BFH zur Anschrift des leistenden Unternehmers auf der Rechnung – gemeinsame Besprechung der Urteile vom 21.6.2018, V R - Seite 2

16 Im Übrigen hätten die Rechnungen des Z dessen zutreffende Anschrift ausgewiesen. Denn dort habe sich dessen Unternehmen befunden. Z habe dort Miete gezahlt, einen eigenen Briefkasten und ein Firmenschild gehabt, geschäftliche Unterlagen dort verwahrt, Post sei dort für ihn angenommen und abgeholt worworden und er habe einen Festnetztelefonanschluss unterhalten.

17 Der Senat hat das Verfahren mit Beschluss vom 6. April 2016 V R 25/15 (BFHE 254, 139) ausgesetzt und dem Gerichtshof der Europäischen Union (EuGH) u.a. folgende Fragen zur Auslegung der Richtlinie 2006/112/EG des Rates vom 28. November 2006 über das gemeinsame Mehrwertsteuersystem (MwStSystRL) vorgelegt:

18 1. Setzt Art. 226 Nr. 5 MwStSystRL die Angabe einer Anschrift des Steuerpflichtigen voraus, unter der er seine wirtschaftlichen Tätigkeiten entfaltet?

19 2. Für den Fall, dass Frage 1. zu verneinen ist: a) Reicht für die Angabe der Anschrift nach Art. 226 Nr. 5 MwStSystRL eine Briefkastenadresse? b) Welche Anschrift ist von einem Steuerpflichtigen, der ein Unternehmen (z.B. des Internethandels) betreibt, das über kein Geschäftslokal verfügt, in der Rechnung anzugeben?

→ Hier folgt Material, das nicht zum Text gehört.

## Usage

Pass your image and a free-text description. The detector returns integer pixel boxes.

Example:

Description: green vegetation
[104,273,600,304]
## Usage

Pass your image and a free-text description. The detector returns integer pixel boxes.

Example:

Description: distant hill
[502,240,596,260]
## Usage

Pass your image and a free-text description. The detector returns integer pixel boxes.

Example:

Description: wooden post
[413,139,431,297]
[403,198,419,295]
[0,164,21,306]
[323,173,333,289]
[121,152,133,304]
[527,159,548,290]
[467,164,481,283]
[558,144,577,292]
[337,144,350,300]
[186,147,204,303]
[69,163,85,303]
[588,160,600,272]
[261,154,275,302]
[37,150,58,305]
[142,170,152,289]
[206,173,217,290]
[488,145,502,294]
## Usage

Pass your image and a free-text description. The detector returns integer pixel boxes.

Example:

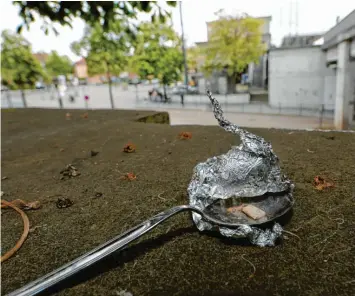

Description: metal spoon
[8,197,289,296]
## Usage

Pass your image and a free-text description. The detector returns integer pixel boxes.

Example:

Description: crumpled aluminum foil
[188,91,294,247]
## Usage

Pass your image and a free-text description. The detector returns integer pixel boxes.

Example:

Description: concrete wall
[324,10,355,47]
[269,47,336,110]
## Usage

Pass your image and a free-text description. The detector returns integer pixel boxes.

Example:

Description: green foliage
[71,21,129,75]
[1,31,46,89]
[14,1,176,34]
[204,11,265,76]
[46,51,73,77]
[131,22,183,85]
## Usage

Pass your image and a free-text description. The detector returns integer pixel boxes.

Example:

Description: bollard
[84,95,89,109]
[319,104,324,128]
[21,89,27,108]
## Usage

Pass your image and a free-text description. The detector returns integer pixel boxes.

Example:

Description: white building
[269,10,355,129]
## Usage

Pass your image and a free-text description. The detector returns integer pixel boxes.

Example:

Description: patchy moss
[137,112,170,124]
[1,109,355,295]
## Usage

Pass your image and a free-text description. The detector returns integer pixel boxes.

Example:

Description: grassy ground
[1,109,355,295]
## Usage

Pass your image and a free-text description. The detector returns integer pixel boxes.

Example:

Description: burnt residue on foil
[188,91,294,246]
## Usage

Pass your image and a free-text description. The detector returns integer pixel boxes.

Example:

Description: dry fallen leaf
[2,199,41,210]
[179,132,192,140]
[313,176,334,190]
[123,143,136,153]
[120,173,137,181]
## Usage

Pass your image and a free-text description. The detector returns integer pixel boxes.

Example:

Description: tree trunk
[21,89,27,108]
[106,62,115,109]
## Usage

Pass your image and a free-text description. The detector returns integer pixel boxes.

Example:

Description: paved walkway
[164,109,332,129]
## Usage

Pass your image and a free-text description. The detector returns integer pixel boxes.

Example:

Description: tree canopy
[204,11,265,76]
[46,51,73,77]
[131,21,183,85]
[1,30,46,89]
[71,22,129,75]
[13,1,176,34]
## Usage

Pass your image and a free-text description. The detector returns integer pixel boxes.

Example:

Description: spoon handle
[7,205,200,296]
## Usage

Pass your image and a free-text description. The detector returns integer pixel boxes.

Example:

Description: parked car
[128,78,141,85]
[35,81,46,89]
[172,84,198,95]
[1,84,9,91]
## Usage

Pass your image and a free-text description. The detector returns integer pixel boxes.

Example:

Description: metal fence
[1,85,334,124]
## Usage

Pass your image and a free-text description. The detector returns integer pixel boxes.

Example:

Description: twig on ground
[241,254,256,279]
[157,191,166,201]
[0,200,30,262]
[282,230,301,240]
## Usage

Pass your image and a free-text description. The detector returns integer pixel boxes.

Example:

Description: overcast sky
[0,0,355,61]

20 Der EuGH hat die erste und die zweite Frage durch Urteil Geissel und Butin vom 15. November 2017 C-374/16 und C-375/16, (EU:C:2017:867) dahingehend beantwortet, dass Art. 168 Buchst. a und Art. 178 Buchst. a i.V.m. Art. 226 Nr. 5 MwStSystRL dahin auszulegen sind, dass sie einer nationalen Regelung entgegenstehen, die die Ausübung des Rechts auf Vorsteuerabzug davon abhängig macht, dass in der Rechnung die Anschrift angegeben ist, unter der der Rechnungsaussteller seine wirtschaftliche Tätigkeit ausübt.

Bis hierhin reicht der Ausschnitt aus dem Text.